Revista Cine
Resulta curioso comprobar como el cine se ha ido desarrollando con el paso del tiempo.
En las pantallas actuales rara es la película que no contenga escenas de acción frenética provista de una planificación acelerada, en ocasiones casi sincopada, y las imágenes sangrientas suelen servir de refuerzo a las ideas que el director pretende transmitir, y no me refiero en absoluto al denominado "cine gore" del que nada puedo decir por desconocerlo por completo.
Hace cuarenta años uno podía ver una película que versara sobre negocios más bien macabros y escabrosos sin temor a que sus pupilas se dilataran o empequeñecieran súbitamente y sus tímpanos tampoco corrían peligro de explotar aunque, eso sí, su ánimo podía encogerse porque un director con lo que siempre se ha llamado "oficio" sabía llevarle de la mano y contarle una historia de la mejor forma, contando con la inteligencia de ambos, espectador y artista.
Uno de esos directores de oficio, también conocidos como "artesanos", fue un estadounidense sobre cuyas películas, mirando mi propio Índice, me doy cuenta que ya me he detenido en tres ocasiones, con lo que a buen seguro no será un extraño para los habituales y desde luego para ningún cinéfilo que se precie de serlo: me refiero a Richard Fleischer un verdadero trotón ganador del cine, capaz de rodar cualquier clase de película con distinción de género y época y salir como mínimo indemne del empeño y en más de una ocasión obteniendo el beneplácito de crítica y público.

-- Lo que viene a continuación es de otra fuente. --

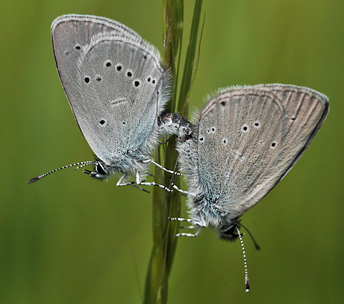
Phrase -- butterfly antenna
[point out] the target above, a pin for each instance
(253, 240)
(80, 165)
(247, 283)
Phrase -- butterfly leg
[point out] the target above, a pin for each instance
(182, 191)
(139, 182)
(161, 167)
(120, 184)
(193, 226)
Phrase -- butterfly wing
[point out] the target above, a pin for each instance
(70, 33)
(250, 137)
(77, 39)
(123, 89)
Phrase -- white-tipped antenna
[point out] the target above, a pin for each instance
(80, 165)
(247, 283)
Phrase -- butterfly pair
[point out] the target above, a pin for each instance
(234, 152)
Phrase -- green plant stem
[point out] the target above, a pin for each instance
(166, 204)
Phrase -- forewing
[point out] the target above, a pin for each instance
(122, 87)
(252, 136)
(70, 33)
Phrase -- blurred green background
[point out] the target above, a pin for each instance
(71, 239)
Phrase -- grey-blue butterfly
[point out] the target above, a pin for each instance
(245, 140)
(116, 87)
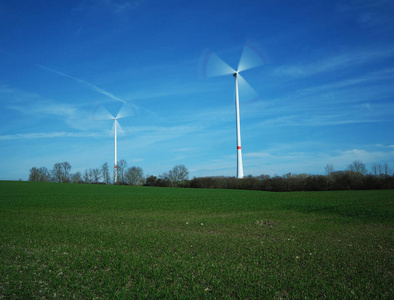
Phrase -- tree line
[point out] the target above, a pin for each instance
(354, 177)
(61, 173)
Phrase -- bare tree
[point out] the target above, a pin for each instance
(175, 176)
(57, 172)
(121, 171)
(105, 173)
(329, 168)
(134, 176)
(76, 177)
(34, 174)
(96, 175)
(357, 167)
(66, 167)
(86, 177)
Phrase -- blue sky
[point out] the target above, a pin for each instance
(324, 84)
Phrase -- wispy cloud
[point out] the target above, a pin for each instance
(86, 84)
(331, 63)
(46, 135)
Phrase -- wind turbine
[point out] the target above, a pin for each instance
(103, 113)
(250, 58)
(116, 154)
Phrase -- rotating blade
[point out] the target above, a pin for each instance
(126, 111)
(213, 65)
(246, 91)
(101, 113)
(251, 58)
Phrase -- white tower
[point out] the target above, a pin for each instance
(116, 159)
(240, 169)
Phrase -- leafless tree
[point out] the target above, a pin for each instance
(121, 171)
(57, 172)
(105, 173)
(357, 167)
(178, 174)
(86, 177)
(66, 167)
(96, 175)
(134, 176)
(76, 177)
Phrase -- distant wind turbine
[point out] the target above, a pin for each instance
(250, 58)
(102, 113)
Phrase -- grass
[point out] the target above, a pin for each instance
(108, 242)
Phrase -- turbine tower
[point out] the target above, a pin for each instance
(240, 168)
(213, 65)
(116, 158)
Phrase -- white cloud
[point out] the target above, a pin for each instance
(45, 135)
(351, 58)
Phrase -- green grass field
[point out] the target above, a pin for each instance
(104, 242)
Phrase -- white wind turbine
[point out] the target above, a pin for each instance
(105, 114)
(250, 58)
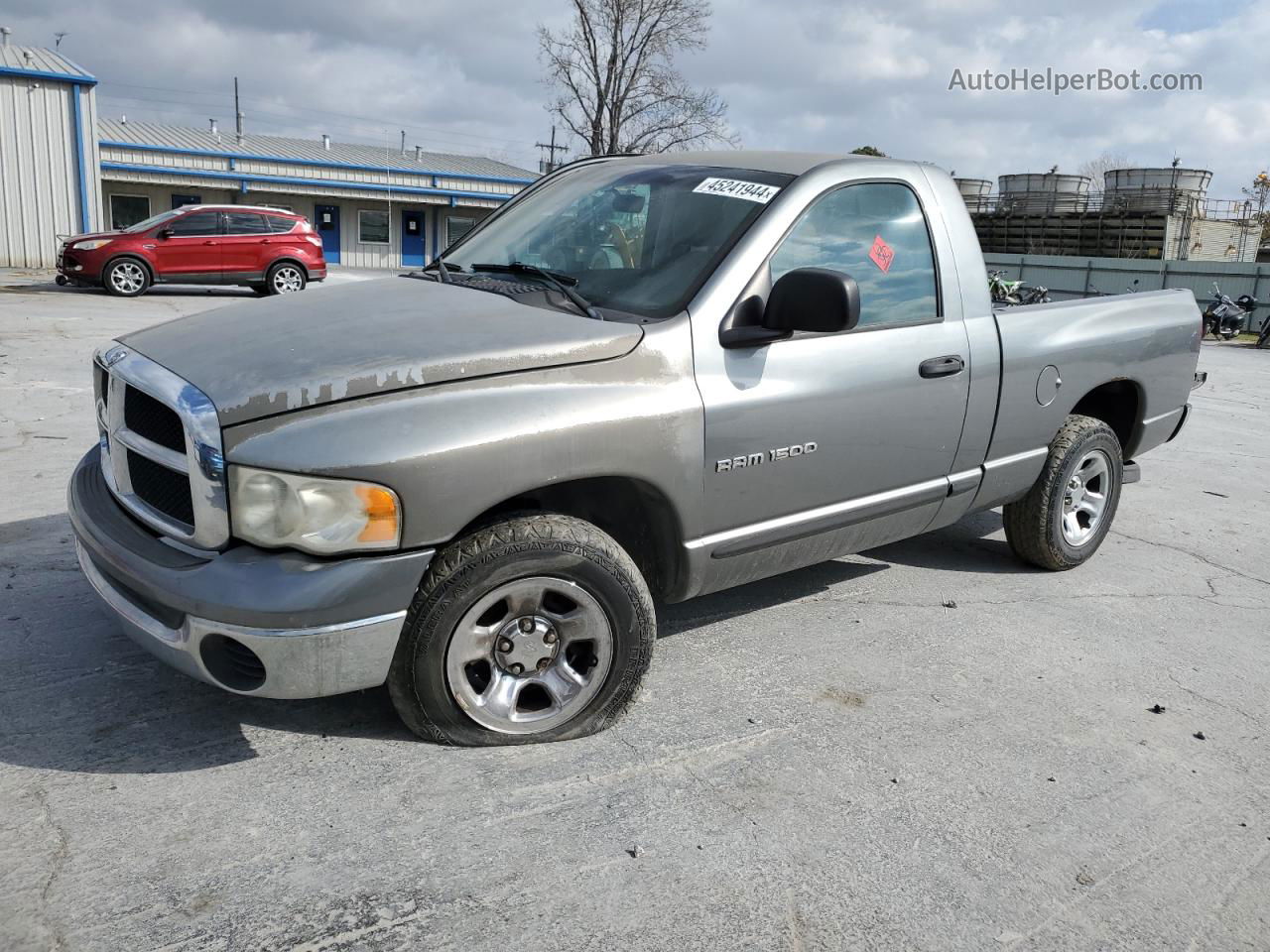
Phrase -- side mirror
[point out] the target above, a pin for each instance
(813, 299)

Fleischer tenía ya sobre sus espaldas una serie de películas muy buenas cuando a primeros de los setenta del siglo pasado se le presentó la ocasión de rodar una película basada en unos hechos verídicos: una muy truculenta historia ocurrida en la Gran Bretaña, en concreto en el Londres que vivió los avatares de la segunda gran guerra y especialmente su posguerra, centrándose la trama en la figura de un hombrecillo que asombró a sus coetáneos.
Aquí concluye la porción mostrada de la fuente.